From: Tejun Heo <tj@kernel.org>
To: mingo@elte.hu, rusty@rustcorp.com.au, tglx@linutronix.de,
x86@kernel.org, linux-kernel@vger.kernel.org, hpa@zytor.com,
jeremy@goop.org, cpw@sgi.com, nickpiggin@yahoo.com.au,
ink@jurassic.park.msu.ru
Cc: Tejun Heo <tj@kernel.org>
Subject: [PATCH 09/10] x86: add embedding percpu first chunk allocator
Date: Tue, 24 Feb 2009 12:11:40 +0900 [thread overview]
Message-ID: <1235445101-7882-10-git-send-email-tj@kernel.org> (raw)
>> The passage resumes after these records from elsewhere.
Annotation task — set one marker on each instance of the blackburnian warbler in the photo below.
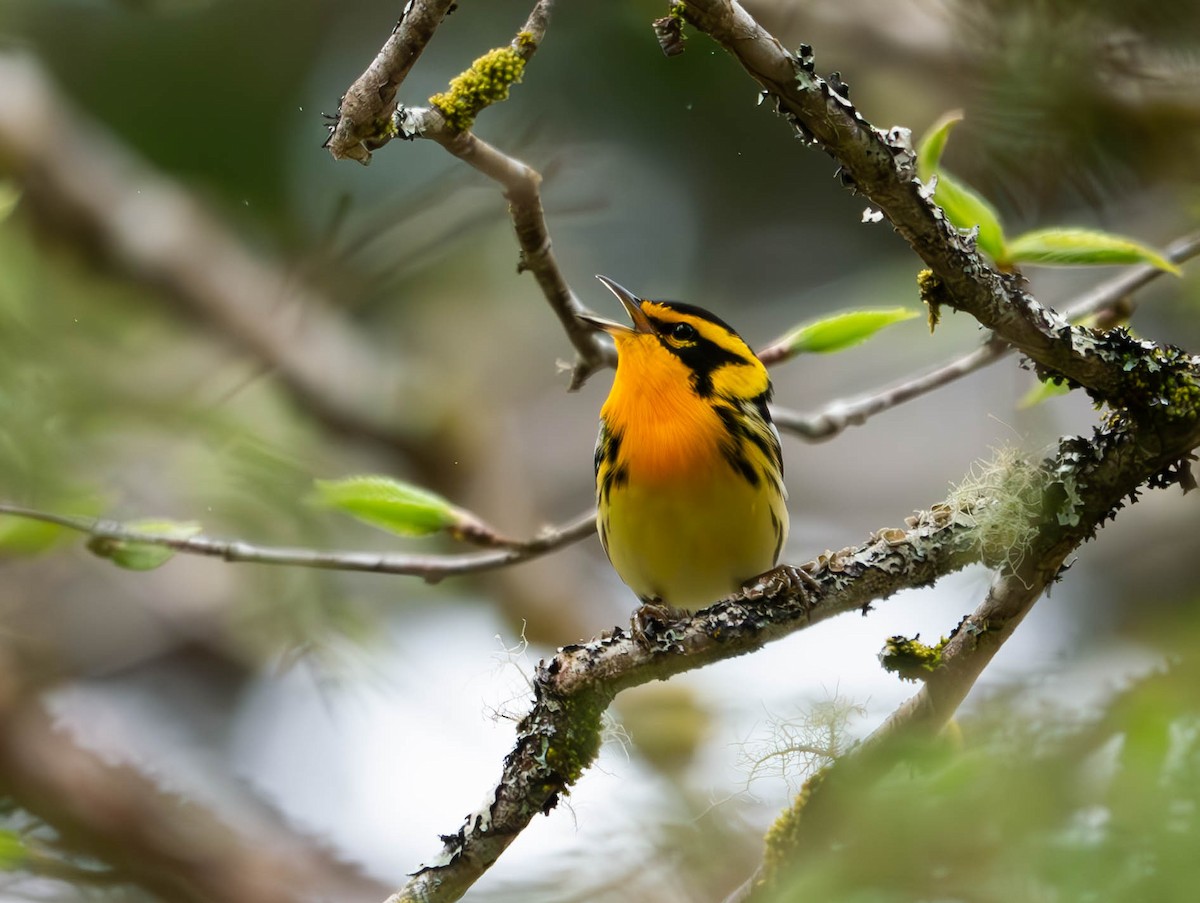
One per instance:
(689, 472)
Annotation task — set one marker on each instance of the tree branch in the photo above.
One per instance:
(364, 112)
(83, 183)
(837, 416)
(172, 847)
(561, 735)
(882, 167)
(522, 189)
(431, 568)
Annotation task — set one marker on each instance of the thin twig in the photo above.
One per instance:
(522, 189)
(431, 568)
(364, 113)
(79, 180)
(881, 165)
(839, 414)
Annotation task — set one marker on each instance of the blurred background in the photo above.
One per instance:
(201, 312)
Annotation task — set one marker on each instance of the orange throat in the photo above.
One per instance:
(667, 431)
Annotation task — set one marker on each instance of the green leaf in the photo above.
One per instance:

In-Reply-To: <1235445101-7882-1-git-send-email-tj@kernel.org>
Impact: add better first percpu allocation for !NUMA
On !NUMA, we can simply allocate contiguous memory and use it for the
first chunk without mapping it into vmalloc area. As the memory area
is covered by the large page physical memory mapping, it allows the
dynamic perpcu allocator to not add any TLB overhead for the static
percpu area and whatever falls into the first chunk and the
implementation is very simple too.
Signed-off-by: Tejun Heo <tj@kernel.org>
---
arch/x86/kernel/setup_percpu.c | 86 +++++++++++++++++++++++++++++++++++++++-
1 files changed, 85 insertions(+), 1 deletions(-)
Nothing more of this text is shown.